Now for the vision. Most healthcare AI solutions currently live on Level 0. They’re creating real value for providers, but they aren’t going to steer the Titanic away from the iceberg.

  • 8VC thinks the other levels might, but not unless we remove the legal barriers that are preventing our innovators from innovating.

Level 1. These solutions exist today, but assistive AI care models are being held back by a lack of broadly billable CPT codes for the services they render.

  • Solution: Implement value-based reimbursement for assistive AI care models. 8VC describes a CMMI model with durable codes and case rates, which sounds like something most payors would be lining up to lobby for.

Level 2. All autonomous AI is considered Software as a Medical Device by the FDA, but the current performance bars are set too high. Driving tests don’t need to be F1 races.

  • Solution: Align FDA approval benchmarks with real-world standards, not hypothetical ideals. LumineticsCore is a good example – the FDA required the tool to catch at least 85% of diabetic retinopathy cases, but most ophthalmologists land between 33-77%. 

Level 3. Only a few policy changes are needed to open the door to Level 3 once we get to Level 2, the biggest of which is defining AI as a type of practitioner that’s eligible for reimbursement.

  • Solution: Amend the Social Security Act to allow Medicare reimbursement for licensed AI. As it stands today, even if CMS created a code for a Level 3 service, it would still be illegal for Medicare to pay an AI company instead of the supervising physician.

The Takeaway

AI is going to have to level up if we want to transform healthcare experiences, costs, and ultimately outcomes. 8VC thinks we can get there if we let our builders build, and it even gave us a blueprint for getting out of our own way.

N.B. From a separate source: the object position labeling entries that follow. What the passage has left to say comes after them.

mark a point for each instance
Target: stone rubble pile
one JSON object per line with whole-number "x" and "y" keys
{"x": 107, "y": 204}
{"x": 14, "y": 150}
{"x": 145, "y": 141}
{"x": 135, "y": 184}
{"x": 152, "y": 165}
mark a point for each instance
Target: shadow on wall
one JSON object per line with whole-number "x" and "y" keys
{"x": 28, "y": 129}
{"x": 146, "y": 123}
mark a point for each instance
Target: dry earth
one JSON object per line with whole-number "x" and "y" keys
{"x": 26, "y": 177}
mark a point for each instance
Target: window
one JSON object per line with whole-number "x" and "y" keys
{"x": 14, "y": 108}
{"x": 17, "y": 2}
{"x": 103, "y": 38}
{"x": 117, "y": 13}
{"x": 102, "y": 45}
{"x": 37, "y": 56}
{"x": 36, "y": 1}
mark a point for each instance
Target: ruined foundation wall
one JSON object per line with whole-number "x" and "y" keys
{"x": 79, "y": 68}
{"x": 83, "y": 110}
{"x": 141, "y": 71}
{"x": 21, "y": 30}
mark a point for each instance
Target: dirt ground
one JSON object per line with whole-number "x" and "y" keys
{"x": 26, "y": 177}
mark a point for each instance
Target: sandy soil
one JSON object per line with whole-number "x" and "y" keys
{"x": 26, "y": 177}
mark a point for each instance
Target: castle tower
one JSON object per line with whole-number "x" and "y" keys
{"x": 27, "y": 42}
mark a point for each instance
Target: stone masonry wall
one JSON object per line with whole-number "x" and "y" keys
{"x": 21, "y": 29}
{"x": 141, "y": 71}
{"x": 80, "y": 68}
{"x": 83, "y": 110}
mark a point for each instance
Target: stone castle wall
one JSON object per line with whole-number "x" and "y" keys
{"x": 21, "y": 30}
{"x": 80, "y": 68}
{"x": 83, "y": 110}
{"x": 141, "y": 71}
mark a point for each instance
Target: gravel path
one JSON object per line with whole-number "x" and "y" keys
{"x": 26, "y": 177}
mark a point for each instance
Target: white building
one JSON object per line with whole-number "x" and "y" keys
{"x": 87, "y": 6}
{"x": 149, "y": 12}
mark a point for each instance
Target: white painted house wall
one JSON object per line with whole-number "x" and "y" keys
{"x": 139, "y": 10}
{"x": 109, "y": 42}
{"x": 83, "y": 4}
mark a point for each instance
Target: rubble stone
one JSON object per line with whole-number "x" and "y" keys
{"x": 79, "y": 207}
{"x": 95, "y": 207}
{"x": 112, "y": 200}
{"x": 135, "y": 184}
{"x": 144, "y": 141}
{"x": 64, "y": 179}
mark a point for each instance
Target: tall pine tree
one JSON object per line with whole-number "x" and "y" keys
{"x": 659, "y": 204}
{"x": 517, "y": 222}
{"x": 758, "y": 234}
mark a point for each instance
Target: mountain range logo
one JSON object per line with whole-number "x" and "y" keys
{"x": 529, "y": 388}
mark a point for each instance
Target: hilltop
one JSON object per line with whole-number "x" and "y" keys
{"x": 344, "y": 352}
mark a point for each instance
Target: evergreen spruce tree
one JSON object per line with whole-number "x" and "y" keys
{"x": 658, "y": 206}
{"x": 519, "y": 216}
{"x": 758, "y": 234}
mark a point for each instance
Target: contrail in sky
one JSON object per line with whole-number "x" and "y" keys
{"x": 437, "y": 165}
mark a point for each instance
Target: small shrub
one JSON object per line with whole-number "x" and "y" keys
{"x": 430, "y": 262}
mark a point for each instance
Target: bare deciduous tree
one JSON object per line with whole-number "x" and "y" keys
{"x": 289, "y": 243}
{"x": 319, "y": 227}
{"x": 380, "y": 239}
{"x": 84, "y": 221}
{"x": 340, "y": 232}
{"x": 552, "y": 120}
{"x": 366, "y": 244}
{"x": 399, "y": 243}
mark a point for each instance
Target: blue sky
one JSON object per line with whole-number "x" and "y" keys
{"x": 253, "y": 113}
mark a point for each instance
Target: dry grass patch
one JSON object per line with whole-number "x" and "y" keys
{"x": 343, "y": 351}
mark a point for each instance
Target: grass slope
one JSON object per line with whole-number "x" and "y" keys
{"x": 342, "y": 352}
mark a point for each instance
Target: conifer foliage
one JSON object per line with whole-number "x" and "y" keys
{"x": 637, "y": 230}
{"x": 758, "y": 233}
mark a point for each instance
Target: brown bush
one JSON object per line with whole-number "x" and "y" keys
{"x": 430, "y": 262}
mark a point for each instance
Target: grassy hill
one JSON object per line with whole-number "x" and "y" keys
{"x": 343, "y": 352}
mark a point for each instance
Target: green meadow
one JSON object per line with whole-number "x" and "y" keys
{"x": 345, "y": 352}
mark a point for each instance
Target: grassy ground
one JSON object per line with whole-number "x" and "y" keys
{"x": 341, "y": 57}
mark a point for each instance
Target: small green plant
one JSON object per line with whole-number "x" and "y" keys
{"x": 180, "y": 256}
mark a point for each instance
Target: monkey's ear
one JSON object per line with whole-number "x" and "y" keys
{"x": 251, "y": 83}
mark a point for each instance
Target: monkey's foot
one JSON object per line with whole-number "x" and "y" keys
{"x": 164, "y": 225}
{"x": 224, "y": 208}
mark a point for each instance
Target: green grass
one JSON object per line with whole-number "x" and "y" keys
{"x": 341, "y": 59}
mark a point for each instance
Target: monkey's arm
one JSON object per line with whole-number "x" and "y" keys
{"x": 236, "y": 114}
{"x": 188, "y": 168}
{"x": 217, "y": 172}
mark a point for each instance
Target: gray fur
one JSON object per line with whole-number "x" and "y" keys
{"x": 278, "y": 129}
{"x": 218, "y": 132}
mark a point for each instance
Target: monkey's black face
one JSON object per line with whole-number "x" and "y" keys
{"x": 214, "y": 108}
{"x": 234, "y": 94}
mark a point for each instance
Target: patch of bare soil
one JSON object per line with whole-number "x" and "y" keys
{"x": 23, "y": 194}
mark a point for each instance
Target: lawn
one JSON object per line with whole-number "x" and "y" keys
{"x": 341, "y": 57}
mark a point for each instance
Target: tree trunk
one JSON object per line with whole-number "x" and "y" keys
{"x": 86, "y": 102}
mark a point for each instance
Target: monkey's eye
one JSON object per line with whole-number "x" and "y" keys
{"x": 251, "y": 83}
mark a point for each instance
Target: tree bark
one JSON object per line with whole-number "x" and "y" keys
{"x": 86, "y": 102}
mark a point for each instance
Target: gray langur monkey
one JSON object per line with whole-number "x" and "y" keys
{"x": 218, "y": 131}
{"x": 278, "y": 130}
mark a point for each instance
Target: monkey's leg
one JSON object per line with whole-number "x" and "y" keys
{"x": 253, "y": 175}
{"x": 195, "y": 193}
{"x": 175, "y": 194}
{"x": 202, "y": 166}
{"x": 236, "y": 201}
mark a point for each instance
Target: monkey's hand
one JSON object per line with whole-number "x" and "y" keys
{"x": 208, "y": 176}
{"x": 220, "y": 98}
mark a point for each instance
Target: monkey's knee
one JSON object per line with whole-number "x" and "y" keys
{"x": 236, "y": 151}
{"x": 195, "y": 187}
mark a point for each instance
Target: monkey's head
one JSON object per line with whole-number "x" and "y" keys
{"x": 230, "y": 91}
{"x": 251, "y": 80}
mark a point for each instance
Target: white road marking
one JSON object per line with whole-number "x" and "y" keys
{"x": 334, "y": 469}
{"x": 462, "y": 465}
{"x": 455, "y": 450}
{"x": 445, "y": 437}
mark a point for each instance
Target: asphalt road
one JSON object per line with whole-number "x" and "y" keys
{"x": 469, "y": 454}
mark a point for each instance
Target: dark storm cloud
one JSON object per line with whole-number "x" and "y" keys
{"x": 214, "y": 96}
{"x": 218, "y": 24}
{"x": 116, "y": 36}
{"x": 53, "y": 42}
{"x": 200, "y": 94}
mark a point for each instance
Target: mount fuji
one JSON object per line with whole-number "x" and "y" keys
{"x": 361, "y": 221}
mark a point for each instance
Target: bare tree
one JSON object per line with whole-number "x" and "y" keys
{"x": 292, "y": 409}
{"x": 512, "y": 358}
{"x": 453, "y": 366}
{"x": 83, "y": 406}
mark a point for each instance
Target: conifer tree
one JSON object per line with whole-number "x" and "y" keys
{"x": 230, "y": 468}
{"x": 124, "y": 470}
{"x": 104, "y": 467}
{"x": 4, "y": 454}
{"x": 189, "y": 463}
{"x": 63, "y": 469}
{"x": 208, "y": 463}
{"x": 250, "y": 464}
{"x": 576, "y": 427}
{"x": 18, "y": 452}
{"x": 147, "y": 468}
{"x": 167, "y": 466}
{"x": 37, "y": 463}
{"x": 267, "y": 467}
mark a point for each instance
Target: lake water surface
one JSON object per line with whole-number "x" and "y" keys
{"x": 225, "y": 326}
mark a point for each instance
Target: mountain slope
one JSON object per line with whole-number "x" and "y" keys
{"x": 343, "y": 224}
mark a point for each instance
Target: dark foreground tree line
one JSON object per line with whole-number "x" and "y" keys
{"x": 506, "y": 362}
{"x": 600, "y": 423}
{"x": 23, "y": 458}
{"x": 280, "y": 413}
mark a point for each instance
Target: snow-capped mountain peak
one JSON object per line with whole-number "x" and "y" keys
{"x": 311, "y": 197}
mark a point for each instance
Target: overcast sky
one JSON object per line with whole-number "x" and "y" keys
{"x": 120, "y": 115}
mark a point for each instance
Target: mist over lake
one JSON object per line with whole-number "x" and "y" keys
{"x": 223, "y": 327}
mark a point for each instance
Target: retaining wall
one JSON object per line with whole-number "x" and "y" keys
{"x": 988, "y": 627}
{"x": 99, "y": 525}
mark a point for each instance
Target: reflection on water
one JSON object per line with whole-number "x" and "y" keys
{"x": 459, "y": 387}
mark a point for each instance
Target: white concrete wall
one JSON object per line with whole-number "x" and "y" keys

AI Scribes Aren’t Productivity Tools, Yet

The first randomized controlled trials for ambient AI have finally arrived, and NEJM AI just gave us the strongest evidence yet that scribes deliver… minimal time savings.

The first study was a mixed bag. UCLA researchers assigned 238 physicians across 14 specialties to one of two scribes – Microsoft DAX and Nabla – or usual care for two months.

  • Nabla ended up saving about 23 seconds per visit, while DAX shaved off a whopping 5 seconds (which wasn’t even statistically significant).
  • Both scribe groups did however report less burnout and reduced cognitive burden than the usual care controls.

The second study told a similar tale. Physicians at the University of Wisconsin that used Abridge’s AI scribe for 6 weeks trimmed their daily documentation time by 22 minutes.

  • Still not a world-changing difference, but the UW physicians also saw significant positive improvements in work exhaustion and well-being.

But wait, there’s more. While those studies didn’t go as far as to suggest a cause for the lackluster time savings, a separate well-timed study from Navina offered a possible mechanism.

  • Scribes capture clinical conversations. Those conversations only inform a piece of the note, and those notes are only a piece of the workflow.
  • Navina found that incorporating patient medical histories into ambient documentation dramatically improves both note completeness and quality, which also seems like a great way to help physicians avoid lengthy manual chart reviews to fill any remaining gaps.

Then why do scribes get rave reviews? That’s a mystery that’s still up for debate.

  • It’s worth noting that “average time savings” include plenty of physicians who barely used the scribe. UCLA only had about a third of physicians pick up the tools, while UW was close to a best-case scenario at 71%.
  • It’s also possible that physicians enjoy not having to hold the visit in their head until they can finish their note, and getting rid of that burden is as magical as actual time savings.

The Takeaway

Not everything that can be measured matters, and not everything that matters can be measured. AI scribes might not be productivity tools quite yet, but physicians are clearly finding plenty of reasons to love them until they get there – even if more time isn’t one of them.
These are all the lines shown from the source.